前回の「不確実性の改善余地」では、現状、改善し得る策は限られていることを述べた。試行錯誤の結果として分離効率が改善される余地はあるが、選別対象物が変わればその効果は維持できない可能性が高く、また、選別結果を計算で予測したり、それに基づいて最適条件に自動制御することは難しい。筆者は現在、選別装置やこれを複数組み合わせた選別システムに対して、不確定要素をできる限り数学的に処理し、自動制御するための筋道を整理している。具体的には、第33回で述べた電子素子選別に対するAESSを拡張して一般化し、多くの素材・選別装置で対応できる計算システムを検討中である。今回は、筆者の現在の研究開発をベースに、バルク選別装置自動制御の可能性について展望してみる。

ここでいう「不確実性」とは、現時点では定量的な把握ができないため、この不確定要素によって、どのような分離効率の低下が起きるか予測できないということである。予期し得ない偶発的・突発的な要因ではなく、そこには必ず秩序が存在する。未来において、これらを精度よく把握する技術が開発されれば、その要因が解消できるかはともかく、少なくとも不確実な事象ではなくなる。不確定要素を、最適選別条件を算出する計算に少しでも取り込むことができれば、人の経験に依存しない安定した自動制御によって、第40回・図6.1.1の「実現可能な最大分離効率」を向上させることが期待できる。このような思想に基づいた筆者らの現状の研究開発の展望を、ごく簡単に整理すると以下のようになる。

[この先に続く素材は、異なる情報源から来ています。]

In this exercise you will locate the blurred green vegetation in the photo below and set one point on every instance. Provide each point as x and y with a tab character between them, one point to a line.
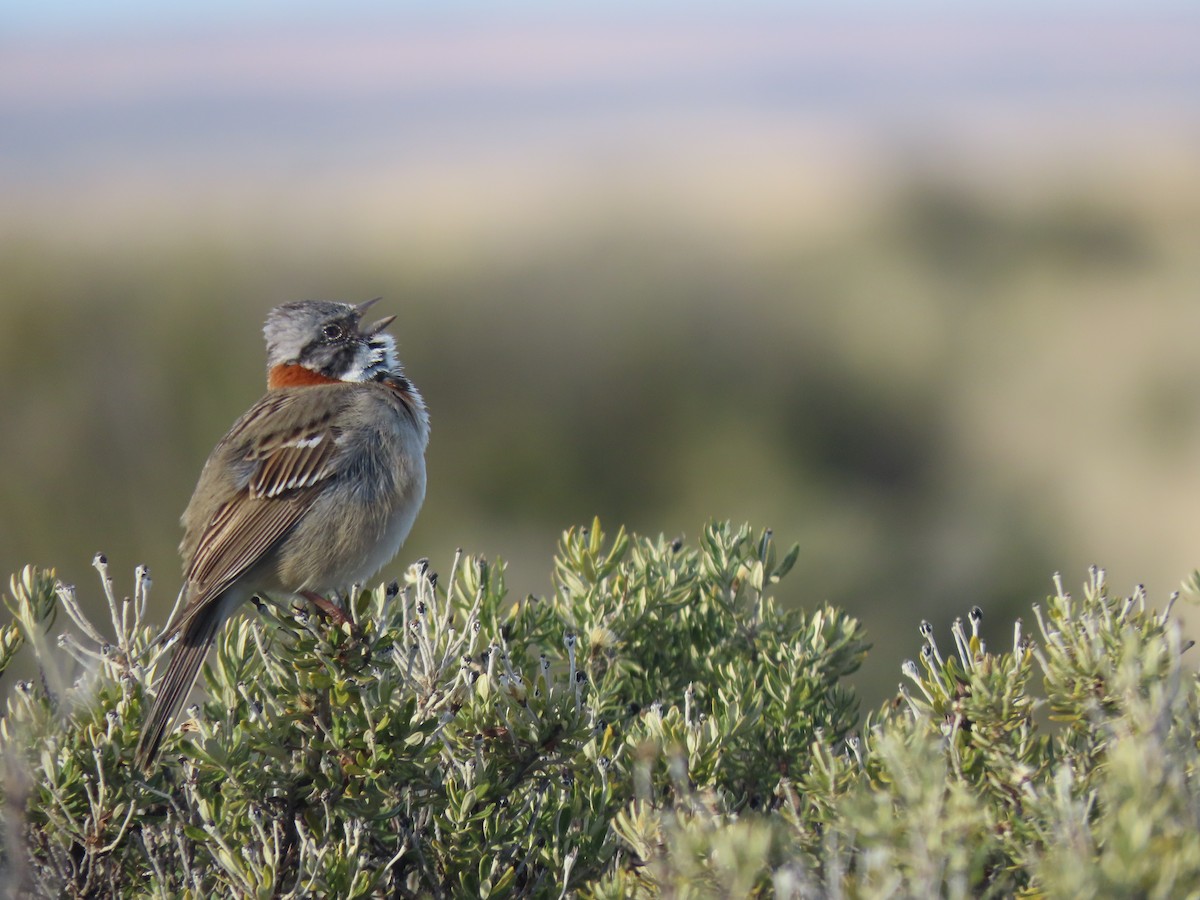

「単体分離」の把握については、筆者らは現在、粗粒の人工物に対する単体分離分析技術を開発中であり、近い将来、分析できるようになる予定である。また、計算によって破砕工程を最適化することはできないが、自動解体工程を開発し、明らかに破砕特性の異なる部品を事前に切り分けたり、その後、各破砕特性を持つ部品に適した破砕機の選択を以て、良好な単体分離を達成するシステムを検討中である。「ヘテロ凝集」は、特に細粒に対する湿式選別で影響してくるが、残念ながら、現時点で抜本的な解決の見通しは立っていない。当面は「ヘテロ凝集」しにくい、mmサイズ以上の粒子を対象とする乾式選別装置を優先して、自動制御化を進める予定である。「場のムラ」については、過去に筆者が開発した選別装置では既に解消できているものもあるが、逐次、既存装置についてもできる改善を試みる。仮にすべてのムラを解消できなくとも、装置自体が持つ1次的なムラと、選別環境等がもたらす2次的なムラの区別ができれば分離効率の低下要因が整理でき、部分的に改善できる可能性がある。「形状のバラつき」については、前回述べた廃プラスチックのジグ選別におけるサイズ・形状を統括する数値指標を、他の選別装置に拡張することで、各装置について適切な整粒条件を確立できる見込みである。「滞留時間」は、元より、系統的な実験データの蓄積があれば一定精度での把握は可能であるが、単位時間当たりの処理量と選別精度との関係であるため、普遍的な最適条件が存在する訳ではない。各装置の定常運転時の滞留時間における状態を元に、装置ユーザが求める最適条件を選択できるような関係性を整理していく予定である。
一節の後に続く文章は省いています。